On n’a plus 20 ans

Lorsque je grandissais, mon grand-père était déjà à la retraite. C’est lui qui venait me chercher à la garderie et je passais une partie de mes étés en sa compagnie.

Aujourd’hui, mon grand-père souffre de l’Alzheimer, une affreuse maladie cognitive et dégénérative. Lentement, on oublie le présent, et le passé prend une grande importance. Ceux qui en souffrent vivent leurs vies dans le passé alors que le monde autour d’eux continue à être au présent.

Mon grand-père a toujours été rieur et blagueur et souvent il tente de masquer son handicap par le rire, mais il en perd beaucoup.

L’autre jour, en lui racontant ma quête d’un sapin de Noël, il m’a dit : « Va chez Woolworth, sont 15 cents ! ». Une phrase n’ayant été prononcée par personne depuis l’abolition de la prohibition.

Ses erreurs ne sont toutefois pas toujours innocentes et sans conséquences. Il parle souvent de son frère comme s’il vivait toujours, 40 ans après sa mort. Lorsqu’il me parle de son frère et de sa mère et de leurs visites aussi fréquentes qu’imaginaires, je lui explique qu’ils sont morts depuis des décennies, vivant uniquement dans sa mémoire enfumée.

Parce que j’ai une règle avec mon grand-père : je lui dis tout, sans artifices et sans mensonges.
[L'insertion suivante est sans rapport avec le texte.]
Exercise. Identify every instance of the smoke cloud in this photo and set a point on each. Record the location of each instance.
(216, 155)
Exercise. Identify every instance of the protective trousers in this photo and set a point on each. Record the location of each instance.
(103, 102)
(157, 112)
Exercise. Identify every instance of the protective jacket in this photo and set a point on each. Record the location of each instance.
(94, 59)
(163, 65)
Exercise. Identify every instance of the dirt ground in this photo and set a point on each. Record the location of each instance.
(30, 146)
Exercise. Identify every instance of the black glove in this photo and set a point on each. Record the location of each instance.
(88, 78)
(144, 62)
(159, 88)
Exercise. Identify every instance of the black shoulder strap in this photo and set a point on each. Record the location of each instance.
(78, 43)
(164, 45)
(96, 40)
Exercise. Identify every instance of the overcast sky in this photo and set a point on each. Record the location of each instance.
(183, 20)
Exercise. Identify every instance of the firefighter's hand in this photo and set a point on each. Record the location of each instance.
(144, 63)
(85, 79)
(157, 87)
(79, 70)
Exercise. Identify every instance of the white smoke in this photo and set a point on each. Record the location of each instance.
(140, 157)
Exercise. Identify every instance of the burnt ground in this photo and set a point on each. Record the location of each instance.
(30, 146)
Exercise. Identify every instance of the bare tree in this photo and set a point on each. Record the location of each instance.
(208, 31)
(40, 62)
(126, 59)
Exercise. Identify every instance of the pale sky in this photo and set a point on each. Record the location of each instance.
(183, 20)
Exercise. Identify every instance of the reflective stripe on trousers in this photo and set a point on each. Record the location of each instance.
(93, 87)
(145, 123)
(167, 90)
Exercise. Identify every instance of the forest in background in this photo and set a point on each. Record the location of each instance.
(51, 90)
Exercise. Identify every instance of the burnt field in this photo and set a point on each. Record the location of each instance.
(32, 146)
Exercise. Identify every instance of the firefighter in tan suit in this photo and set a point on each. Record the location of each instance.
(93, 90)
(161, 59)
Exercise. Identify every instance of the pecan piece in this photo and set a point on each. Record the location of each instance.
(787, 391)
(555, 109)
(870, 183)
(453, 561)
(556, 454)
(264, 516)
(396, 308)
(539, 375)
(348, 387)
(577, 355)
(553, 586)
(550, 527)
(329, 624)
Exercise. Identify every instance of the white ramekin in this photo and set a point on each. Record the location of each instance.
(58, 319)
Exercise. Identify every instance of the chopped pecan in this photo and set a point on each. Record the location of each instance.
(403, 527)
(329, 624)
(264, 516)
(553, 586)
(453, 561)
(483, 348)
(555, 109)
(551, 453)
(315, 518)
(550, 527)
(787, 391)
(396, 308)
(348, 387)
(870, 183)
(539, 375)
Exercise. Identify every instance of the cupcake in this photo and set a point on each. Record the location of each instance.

Je lui dois bien ça.

Les rôles sont inversés. Lorsque je vais le visiter, il me demande la permission de manger du chocolat. Une demande qui me ramène en enfance, mais qui, bien sûr, inverse les rôles.

Mais, maintenant, mon grand-père ne sait plus signer son nom. Chaque jour, c’est de pire en pire et le personnel médical est clair : comme un enfant, il a besoin d’encadrement.

J’ai donc visité des maisons de ti-vieux; des grosses, des petites, des taudis et des châteaux.

On a une place dans une maison abordable, propre, avec des activités et près de chez nous.

Maintenant, par contre, il faut le lui dire et de voir sa réaction en lui expliquant qu’il doit quitter sa maison pour toujours me terrifie.

Je pense à tout ce temps que toute la famille a mise et continue à mettre afin qu’il soit bien, mais je ne peux m’empêcher de me sentir terriblement ingrat de faire une telle chose.